Aus einer noch tieferen Schau heraus erkennt das gesamte Neue Testament in Jesus den von Isaias vorausverkündeten Leidens- Knecht In dieser Perspektive erscheint die Passion Jesu als wesentlich zu seiner Sendung gehörig. Denn so wie der Knecht leiden und sterben muss, ,,um die Vielen zu rechtfertigen" (Is 53, 11), muss auch Jesus durch den Tod hindurchgehen, ,,um den Vielen die Erlösung von den Sünden zu bringen" (Mt 20, 28 par.). Das ist der Sinn jenes ,,Müssens", von dem Jesus zu wiederholten Malen gesprochen hat, dass der Heilsplan Gottes sich auf dem Weg über das Leiden und den Tod seines Zeugen verwirklicht (Mt 16, 21 par.; 26, 54. 56; Lk 17, 25; 22, 37; 24, 7. 26. 44).
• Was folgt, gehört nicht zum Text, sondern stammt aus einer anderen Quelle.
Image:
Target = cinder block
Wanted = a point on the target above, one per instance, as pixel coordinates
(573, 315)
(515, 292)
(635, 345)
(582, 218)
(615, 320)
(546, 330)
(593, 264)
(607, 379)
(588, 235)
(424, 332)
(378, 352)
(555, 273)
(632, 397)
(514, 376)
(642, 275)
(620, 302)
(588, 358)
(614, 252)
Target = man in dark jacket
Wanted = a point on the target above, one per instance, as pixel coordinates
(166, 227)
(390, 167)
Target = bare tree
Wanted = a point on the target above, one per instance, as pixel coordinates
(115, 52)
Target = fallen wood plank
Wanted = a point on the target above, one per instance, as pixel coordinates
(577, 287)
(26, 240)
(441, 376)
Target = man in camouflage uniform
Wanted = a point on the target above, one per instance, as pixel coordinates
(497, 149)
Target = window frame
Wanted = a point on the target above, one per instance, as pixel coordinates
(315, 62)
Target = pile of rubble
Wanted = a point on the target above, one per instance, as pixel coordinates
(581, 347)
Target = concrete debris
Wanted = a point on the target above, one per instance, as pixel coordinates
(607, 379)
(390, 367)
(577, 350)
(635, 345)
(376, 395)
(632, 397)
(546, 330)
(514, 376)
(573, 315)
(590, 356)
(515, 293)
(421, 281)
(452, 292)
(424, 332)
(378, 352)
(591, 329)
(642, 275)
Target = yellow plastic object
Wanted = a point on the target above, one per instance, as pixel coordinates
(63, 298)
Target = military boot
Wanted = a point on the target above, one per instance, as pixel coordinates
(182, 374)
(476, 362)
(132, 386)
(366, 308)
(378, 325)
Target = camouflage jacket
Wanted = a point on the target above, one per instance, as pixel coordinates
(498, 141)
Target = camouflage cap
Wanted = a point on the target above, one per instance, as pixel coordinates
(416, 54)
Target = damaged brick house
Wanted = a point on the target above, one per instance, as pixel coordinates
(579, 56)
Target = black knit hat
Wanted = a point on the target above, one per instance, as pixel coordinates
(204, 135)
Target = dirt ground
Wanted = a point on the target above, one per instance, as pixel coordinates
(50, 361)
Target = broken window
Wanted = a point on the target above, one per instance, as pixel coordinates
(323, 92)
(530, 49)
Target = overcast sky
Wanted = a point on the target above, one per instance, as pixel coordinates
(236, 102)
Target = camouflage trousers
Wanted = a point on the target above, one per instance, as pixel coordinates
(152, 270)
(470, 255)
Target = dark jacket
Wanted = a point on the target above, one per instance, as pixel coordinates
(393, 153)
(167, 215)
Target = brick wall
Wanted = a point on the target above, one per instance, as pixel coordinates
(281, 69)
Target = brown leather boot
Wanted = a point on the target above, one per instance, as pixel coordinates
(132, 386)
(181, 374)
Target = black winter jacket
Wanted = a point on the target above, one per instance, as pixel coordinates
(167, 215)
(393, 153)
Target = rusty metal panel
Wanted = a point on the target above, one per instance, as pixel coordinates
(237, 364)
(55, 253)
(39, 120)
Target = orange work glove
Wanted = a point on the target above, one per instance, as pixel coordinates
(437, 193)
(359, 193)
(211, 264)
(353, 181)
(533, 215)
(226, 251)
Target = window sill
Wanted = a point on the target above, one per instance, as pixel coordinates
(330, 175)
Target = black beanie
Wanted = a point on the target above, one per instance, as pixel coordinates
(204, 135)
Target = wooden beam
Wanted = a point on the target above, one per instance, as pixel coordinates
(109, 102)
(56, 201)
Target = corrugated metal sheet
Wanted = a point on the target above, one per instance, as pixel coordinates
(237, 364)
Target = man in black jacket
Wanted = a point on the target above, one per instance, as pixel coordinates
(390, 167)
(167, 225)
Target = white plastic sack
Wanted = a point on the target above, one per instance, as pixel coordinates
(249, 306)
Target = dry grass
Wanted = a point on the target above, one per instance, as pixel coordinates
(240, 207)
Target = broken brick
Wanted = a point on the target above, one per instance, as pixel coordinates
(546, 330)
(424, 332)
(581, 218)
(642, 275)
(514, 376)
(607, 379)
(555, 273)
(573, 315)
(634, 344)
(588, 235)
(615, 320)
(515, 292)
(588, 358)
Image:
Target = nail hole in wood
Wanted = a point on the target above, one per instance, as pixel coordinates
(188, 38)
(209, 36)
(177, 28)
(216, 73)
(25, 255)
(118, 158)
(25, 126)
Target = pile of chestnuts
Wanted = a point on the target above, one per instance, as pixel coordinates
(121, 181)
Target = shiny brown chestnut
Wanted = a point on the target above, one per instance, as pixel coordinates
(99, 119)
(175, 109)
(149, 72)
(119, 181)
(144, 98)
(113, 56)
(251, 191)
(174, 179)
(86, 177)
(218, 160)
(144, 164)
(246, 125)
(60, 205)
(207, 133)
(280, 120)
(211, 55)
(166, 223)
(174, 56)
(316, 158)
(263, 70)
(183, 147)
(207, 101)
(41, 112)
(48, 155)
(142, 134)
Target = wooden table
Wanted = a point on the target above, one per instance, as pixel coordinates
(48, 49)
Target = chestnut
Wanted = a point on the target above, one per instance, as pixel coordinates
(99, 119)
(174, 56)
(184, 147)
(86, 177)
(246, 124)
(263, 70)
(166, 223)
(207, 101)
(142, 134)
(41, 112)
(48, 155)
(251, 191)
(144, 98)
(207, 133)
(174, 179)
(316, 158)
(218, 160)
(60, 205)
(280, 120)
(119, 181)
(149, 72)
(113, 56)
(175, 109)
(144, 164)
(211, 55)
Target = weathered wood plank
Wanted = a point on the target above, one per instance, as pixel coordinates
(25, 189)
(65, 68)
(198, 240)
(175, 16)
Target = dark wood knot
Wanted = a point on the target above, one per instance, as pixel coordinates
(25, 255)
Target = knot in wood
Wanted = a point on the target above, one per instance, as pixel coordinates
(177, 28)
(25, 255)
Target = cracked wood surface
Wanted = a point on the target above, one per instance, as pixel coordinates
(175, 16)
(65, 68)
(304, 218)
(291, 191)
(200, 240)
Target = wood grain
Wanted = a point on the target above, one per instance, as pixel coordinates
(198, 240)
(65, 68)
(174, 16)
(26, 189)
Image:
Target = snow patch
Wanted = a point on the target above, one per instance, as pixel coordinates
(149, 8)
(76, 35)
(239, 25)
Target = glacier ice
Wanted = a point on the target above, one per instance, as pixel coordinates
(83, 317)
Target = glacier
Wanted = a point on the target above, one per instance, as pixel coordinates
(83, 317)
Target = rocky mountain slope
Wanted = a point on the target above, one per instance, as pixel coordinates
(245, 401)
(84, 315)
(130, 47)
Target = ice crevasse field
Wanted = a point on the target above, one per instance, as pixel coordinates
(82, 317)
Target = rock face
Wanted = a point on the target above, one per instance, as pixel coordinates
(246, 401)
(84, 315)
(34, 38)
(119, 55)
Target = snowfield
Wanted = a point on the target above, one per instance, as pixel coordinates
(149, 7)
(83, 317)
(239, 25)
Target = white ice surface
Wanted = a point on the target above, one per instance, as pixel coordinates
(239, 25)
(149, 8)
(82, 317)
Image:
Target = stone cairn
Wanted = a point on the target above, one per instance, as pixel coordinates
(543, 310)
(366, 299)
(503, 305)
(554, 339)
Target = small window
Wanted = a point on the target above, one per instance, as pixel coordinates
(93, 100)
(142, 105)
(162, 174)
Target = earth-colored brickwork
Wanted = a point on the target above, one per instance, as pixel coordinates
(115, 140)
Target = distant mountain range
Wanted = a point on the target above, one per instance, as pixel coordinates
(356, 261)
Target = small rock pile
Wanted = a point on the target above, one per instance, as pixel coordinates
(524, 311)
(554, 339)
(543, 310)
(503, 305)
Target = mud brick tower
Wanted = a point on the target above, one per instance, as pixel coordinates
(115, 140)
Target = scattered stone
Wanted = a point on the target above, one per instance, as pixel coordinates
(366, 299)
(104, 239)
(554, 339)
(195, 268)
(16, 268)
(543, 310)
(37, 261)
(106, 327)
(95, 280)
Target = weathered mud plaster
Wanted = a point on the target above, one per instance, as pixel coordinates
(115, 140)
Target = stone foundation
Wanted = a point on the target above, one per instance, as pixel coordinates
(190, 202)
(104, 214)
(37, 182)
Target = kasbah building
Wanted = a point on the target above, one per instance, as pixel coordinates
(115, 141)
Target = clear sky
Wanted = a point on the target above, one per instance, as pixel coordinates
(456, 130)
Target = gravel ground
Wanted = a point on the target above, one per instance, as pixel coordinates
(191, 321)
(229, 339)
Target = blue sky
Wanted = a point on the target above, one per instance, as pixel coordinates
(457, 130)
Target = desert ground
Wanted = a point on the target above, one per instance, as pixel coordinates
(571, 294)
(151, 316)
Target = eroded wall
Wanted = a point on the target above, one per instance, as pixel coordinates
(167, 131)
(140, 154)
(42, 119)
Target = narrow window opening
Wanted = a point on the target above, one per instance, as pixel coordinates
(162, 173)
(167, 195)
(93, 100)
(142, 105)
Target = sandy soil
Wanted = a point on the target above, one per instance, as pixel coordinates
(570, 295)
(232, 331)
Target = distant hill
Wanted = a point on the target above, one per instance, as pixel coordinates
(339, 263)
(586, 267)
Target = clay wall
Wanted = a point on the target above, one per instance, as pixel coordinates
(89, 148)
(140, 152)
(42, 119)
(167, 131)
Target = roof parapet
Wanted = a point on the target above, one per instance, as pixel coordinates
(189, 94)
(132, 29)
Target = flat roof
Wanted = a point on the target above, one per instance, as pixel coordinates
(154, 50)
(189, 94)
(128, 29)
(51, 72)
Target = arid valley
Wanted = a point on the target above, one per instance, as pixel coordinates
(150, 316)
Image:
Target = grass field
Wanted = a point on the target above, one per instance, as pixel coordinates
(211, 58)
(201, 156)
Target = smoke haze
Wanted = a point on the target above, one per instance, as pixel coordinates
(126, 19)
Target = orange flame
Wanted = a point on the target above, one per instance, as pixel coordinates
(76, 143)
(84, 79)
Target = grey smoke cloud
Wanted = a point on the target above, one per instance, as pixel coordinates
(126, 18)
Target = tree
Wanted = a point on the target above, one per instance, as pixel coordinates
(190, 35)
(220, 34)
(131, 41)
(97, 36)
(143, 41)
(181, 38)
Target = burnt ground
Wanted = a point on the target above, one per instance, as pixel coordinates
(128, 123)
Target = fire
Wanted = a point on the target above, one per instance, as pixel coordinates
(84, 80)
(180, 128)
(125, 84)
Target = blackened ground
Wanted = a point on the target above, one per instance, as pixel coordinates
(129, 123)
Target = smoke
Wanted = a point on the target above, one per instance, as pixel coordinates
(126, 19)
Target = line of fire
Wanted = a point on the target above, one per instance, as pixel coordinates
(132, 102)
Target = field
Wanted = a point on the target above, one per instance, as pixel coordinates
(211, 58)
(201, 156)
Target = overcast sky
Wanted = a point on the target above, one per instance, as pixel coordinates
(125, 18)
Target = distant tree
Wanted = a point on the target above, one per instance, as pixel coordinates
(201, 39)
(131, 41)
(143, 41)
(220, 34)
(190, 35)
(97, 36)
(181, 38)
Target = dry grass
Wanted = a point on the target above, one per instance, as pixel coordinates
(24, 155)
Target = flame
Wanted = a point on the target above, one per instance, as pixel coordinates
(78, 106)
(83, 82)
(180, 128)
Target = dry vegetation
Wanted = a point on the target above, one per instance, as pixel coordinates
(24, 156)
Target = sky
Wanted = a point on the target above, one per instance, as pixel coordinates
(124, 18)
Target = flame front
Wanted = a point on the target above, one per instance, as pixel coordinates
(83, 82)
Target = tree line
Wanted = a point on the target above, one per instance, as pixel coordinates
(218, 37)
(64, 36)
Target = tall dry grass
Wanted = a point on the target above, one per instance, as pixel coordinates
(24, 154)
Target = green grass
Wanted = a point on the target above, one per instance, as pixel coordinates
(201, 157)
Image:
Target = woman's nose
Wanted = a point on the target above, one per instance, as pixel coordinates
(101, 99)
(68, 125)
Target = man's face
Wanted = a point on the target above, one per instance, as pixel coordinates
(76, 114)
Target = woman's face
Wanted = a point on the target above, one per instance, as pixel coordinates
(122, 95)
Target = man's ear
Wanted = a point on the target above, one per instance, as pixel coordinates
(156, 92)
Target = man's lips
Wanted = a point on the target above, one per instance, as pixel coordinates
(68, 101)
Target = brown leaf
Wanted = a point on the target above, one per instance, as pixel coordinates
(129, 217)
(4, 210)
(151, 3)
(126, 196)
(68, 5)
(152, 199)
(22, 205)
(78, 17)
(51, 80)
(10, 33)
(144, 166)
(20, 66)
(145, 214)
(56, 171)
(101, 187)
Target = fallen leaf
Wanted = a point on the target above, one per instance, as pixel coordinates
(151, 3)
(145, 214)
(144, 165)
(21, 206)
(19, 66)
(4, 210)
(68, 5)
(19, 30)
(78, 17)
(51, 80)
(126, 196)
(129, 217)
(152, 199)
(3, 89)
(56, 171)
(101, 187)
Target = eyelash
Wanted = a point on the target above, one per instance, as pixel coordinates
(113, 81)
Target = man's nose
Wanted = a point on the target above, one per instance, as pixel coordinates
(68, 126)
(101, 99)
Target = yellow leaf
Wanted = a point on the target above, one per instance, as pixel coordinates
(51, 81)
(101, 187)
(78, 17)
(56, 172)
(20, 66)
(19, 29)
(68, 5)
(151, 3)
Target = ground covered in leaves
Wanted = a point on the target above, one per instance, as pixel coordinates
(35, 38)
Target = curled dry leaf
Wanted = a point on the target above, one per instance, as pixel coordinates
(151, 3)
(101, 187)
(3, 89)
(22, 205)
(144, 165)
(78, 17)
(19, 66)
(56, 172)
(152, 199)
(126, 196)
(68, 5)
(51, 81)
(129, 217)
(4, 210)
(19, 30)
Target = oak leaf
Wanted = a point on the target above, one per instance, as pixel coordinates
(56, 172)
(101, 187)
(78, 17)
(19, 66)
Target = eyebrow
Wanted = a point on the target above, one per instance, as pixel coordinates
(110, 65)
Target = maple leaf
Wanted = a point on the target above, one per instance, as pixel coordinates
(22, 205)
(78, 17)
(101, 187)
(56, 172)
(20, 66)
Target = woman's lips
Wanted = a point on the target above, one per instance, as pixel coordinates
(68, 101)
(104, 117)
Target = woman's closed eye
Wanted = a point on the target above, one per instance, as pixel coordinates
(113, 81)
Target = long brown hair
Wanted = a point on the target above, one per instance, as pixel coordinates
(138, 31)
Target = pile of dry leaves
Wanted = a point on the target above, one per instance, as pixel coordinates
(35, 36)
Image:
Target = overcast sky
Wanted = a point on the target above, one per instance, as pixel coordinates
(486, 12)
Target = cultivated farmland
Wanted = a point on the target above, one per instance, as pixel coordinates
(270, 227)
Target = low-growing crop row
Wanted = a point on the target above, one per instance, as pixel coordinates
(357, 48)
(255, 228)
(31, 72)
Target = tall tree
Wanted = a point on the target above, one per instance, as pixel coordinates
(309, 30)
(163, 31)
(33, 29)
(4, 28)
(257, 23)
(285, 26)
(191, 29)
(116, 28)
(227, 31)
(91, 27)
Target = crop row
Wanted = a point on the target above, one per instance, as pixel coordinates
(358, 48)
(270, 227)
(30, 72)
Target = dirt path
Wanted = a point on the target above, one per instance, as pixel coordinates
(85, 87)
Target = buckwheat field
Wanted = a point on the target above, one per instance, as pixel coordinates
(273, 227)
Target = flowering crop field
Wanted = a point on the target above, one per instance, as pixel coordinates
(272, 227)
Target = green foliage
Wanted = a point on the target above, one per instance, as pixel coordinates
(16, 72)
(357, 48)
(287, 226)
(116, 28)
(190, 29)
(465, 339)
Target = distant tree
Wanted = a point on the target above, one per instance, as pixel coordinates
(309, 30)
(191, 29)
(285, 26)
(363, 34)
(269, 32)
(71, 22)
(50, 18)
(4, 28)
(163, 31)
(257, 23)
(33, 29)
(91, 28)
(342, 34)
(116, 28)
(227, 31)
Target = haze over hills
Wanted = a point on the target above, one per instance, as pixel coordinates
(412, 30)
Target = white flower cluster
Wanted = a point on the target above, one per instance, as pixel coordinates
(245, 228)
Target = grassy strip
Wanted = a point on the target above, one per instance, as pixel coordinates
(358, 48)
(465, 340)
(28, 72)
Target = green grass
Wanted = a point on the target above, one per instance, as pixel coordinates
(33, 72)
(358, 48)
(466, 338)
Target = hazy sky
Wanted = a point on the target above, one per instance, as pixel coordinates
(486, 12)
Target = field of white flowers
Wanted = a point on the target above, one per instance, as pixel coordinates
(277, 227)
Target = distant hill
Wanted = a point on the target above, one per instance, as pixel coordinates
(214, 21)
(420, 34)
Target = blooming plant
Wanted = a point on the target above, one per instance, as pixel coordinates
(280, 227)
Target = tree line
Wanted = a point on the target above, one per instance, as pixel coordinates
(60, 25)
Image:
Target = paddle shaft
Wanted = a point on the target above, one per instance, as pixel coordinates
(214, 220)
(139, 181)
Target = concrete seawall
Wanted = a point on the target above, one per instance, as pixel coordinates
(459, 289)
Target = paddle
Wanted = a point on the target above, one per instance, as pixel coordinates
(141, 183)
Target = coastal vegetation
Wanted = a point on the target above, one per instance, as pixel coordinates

Sind nicht auch alle Propheten verfolgt und dem Tode überliefert worden? (Mt 5, 12 par.; 23, 30ff par.; Apg 7, 52 ; 1 Thess 2, 15; Hebr 11, 36ff.) Dies kann kein zufälliges Zusammentreffen sein: Jesus weist darin einen göttlichen Plan auf, der in ihm seine Vollendung findet (Mt 23, 31f). Deshalb macht er sich ,,entschlossen" auf den Weg nach Jerusalem (Lk 9, 51), ,,denn es geht nicht an, dass ein Prophet außerhalb Jerusalems umkommt" (13, 33).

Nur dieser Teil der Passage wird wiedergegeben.